Published online by Cambridge University Press: 26 August 2009
The landmark NINDS IV tPA trial showed that treatment with tPA within 3 hours of symptom onset improved neurologic impairment and functional outcome. Despite an increase in symptomatic hemorrhages from 0.6% in the placebo treated group to 6.4% in the active treatment group, mortality was not increased and functional outcome improved, even among patients with the most severe strokes.

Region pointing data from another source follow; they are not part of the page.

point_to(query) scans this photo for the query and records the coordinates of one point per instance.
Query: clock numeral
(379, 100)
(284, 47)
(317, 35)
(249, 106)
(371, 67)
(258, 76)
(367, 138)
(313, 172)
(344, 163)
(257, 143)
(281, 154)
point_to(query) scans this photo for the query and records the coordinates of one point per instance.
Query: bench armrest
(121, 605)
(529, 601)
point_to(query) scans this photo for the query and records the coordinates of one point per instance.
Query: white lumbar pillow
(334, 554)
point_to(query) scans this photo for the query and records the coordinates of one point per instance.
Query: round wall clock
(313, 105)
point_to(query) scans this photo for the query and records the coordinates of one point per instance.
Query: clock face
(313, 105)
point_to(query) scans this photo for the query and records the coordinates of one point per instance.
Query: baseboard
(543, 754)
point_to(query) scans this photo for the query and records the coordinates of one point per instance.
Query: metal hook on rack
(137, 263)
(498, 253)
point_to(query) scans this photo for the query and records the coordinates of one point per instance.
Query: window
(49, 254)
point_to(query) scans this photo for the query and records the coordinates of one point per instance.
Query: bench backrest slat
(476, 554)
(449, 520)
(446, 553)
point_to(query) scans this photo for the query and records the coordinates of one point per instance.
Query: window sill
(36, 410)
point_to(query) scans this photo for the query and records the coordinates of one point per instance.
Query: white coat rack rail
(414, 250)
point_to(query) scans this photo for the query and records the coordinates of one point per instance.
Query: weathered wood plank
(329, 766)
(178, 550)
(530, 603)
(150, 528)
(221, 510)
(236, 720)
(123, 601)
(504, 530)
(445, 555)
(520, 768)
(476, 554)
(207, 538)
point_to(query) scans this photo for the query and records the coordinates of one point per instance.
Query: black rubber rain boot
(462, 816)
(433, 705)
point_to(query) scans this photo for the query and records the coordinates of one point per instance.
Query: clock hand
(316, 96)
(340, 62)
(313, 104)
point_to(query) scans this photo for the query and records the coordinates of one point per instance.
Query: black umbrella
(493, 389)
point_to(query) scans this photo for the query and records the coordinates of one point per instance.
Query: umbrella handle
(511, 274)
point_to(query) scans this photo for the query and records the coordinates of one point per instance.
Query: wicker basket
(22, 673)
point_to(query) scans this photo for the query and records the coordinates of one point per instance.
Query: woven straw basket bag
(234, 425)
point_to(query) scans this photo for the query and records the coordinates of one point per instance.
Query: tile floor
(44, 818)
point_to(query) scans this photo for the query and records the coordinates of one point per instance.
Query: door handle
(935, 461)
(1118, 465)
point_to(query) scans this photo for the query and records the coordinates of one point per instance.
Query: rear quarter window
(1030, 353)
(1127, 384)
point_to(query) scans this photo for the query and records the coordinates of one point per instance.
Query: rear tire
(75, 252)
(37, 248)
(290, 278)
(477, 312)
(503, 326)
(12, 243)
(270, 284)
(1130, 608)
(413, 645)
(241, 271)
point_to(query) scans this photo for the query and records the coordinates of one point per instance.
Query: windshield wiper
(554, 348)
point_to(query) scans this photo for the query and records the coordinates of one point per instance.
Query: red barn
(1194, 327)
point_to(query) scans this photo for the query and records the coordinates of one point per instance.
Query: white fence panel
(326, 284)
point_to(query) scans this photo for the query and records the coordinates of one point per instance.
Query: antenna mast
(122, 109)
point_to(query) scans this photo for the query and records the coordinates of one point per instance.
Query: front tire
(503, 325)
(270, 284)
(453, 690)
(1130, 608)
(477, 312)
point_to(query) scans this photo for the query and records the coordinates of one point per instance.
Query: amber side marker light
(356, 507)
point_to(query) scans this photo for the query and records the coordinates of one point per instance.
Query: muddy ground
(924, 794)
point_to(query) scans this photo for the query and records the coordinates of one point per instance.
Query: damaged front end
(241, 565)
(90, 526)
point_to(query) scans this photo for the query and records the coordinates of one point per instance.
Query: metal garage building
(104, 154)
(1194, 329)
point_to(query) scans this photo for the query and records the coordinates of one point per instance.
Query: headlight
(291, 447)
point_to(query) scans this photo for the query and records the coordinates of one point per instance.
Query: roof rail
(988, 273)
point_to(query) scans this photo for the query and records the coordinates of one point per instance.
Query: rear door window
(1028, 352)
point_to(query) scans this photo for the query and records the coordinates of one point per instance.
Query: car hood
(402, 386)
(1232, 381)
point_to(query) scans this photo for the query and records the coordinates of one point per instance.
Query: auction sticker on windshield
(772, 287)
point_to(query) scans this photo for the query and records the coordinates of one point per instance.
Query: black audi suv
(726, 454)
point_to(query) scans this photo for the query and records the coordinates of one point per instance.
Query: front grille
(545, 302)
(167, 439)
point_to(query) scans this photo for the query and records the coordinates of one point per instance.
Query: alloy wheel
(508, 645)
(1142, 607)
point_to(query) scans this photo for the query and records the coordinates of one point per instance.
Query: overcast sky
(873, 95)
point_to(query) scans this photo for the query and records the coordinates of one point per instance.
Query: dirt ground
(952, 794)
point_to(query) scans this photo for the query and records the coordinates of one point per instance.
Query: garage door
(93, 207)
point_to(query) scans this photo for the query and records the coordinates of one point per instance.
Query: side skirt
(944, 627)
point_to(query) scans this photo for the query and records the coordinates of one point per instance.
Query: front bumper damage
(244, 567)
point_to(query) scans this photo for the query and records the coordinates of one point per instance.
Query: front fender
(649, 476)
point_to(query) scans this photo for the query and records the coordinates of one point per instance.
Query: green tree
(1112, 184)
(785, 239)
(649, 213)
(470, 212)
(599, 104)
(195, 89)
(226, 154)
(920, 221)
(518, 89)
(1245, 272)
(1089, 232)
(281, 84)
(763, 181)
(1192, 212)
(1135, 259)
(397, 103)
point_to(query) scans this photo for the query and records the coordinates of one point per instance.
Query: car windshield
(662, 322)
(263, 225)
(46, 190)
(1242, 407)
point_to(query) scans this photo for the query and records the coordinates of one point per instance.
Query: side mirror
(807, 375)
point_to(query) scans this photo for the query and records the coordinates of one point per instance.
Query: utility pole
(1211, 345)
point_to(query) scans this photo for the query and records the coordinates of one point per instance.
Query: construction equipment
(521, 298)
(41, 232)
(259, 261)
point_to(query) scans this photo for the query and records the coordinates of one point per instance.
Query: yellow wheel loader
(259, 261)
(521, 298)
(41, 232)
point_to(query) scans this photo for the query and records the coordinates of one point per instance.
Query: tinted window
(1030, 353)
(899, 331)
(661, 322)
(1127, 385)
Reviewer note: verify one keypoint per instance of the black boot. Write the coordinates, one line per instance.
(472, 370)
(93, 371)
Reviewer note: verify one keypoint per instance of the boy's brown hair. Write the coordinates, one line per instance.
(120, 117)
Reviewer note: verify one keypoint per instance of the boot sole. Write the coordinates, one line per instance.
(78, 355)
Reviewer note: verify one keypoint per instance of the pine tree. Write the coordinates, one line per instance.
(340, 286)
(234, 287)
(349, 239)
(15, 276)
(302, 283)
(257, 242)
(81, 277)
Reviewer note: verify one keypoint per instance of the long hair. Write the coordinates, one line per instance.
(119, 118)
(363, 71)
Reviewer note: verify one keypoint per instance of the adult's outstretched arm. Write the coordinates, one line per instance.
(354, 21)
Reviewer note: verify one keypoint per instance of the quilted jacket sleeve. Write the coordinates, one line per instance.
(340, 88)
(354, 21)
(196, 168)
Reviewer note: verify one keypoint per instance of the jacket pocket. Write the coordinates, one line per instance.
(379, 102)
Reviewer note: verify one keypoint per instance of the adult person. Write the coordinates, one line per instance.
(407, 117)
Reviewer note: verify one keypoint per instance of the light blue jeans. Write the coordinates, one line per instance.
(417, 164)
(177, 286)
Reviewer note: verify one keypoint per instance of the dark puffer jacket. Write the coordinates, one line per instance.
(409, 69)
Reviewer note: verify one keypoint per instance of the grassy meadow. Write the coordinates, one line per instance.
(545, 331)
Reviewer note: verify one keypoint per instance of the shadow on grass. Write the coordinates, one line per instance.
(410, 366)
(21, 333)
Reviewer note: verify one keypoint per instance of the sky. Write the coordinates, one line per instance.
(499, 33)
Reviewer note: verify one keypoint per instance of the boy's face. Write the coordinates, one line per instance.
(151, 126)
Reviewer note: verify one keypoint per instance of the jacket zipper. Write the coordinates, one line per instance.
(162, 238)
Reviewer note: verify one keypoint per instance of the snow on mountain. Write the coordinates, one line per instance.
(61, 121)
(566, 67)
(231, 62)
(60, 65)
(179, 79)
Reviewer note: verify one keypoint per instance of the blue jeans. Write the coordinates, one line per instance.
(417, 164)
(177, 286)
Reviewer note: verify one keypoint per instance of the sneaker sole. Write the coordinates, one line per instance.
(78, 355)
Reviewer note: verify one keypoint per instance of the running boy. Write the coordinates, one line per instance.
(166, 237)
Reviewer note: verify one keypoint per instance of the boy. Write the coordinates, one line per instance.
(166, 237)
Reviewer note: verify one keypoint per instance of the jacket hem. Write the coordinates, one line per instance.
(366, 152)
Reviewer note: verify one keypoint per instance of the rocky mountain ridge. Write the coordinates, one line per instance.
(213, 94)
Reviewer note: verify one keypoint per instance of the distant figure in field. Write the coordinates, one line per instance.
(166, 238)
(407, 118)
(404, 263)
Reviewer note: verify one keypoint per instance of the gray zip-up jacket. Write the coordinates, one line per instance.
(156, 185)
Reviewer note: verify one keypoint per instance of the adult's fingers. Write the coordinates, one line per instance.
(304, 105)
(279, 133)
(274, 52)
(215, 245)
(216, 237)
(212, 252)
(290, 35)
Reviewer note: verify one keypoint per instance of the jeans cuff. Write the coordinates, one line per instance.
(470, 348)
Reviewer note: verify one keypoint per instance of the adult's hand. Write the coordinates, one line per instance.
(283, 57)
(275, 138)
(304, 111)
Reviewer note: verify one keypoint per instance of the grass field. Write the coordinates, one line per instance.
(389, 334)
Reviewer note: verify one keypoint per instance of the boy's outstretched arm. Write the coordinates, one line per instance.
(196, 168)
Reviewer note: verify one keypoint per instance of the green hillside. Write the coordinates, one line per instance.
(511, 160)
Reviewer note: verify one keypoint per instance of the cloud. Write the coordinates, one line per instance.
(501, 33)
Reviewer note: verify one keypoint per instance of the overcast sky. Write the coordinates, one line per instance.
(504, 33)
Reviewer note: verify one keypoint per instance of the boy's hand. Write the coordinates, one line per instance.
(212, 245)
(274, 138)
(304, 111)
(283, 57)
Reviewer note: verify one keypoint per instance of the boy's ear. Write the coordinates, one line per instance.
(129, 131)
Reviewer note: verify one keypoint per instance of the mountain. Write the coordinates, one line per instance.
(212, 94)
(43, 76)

The NINDS trial was subsequently criticized because it subjected some patient groups who were assumed to be unlikely to benefit from thrombolytic agents to a potentially harmful treatment. For instance, patients with proximal ICA-occlusions are unlikely to benefit from IV-tPA. Similarly, it has been suggested that patients with small, deep infarcts should not receive thrombolytics because of the generally favourable outcome and the presumed different pathological processes underlying small vessel occlusions.
In the NINDS trial, no patient subgroups could be identified that appeared not to benefit from tPA. However, in this trial stroke subtype was established based on clinical impression. Many studies suggest that the identification of stroke subtypes cannot be made reliably on clinical criteria and early CT alone.
In the NINDS trial, the only factor that appeared to improve the favourable response to tPA was the time between symptom onset and treatment.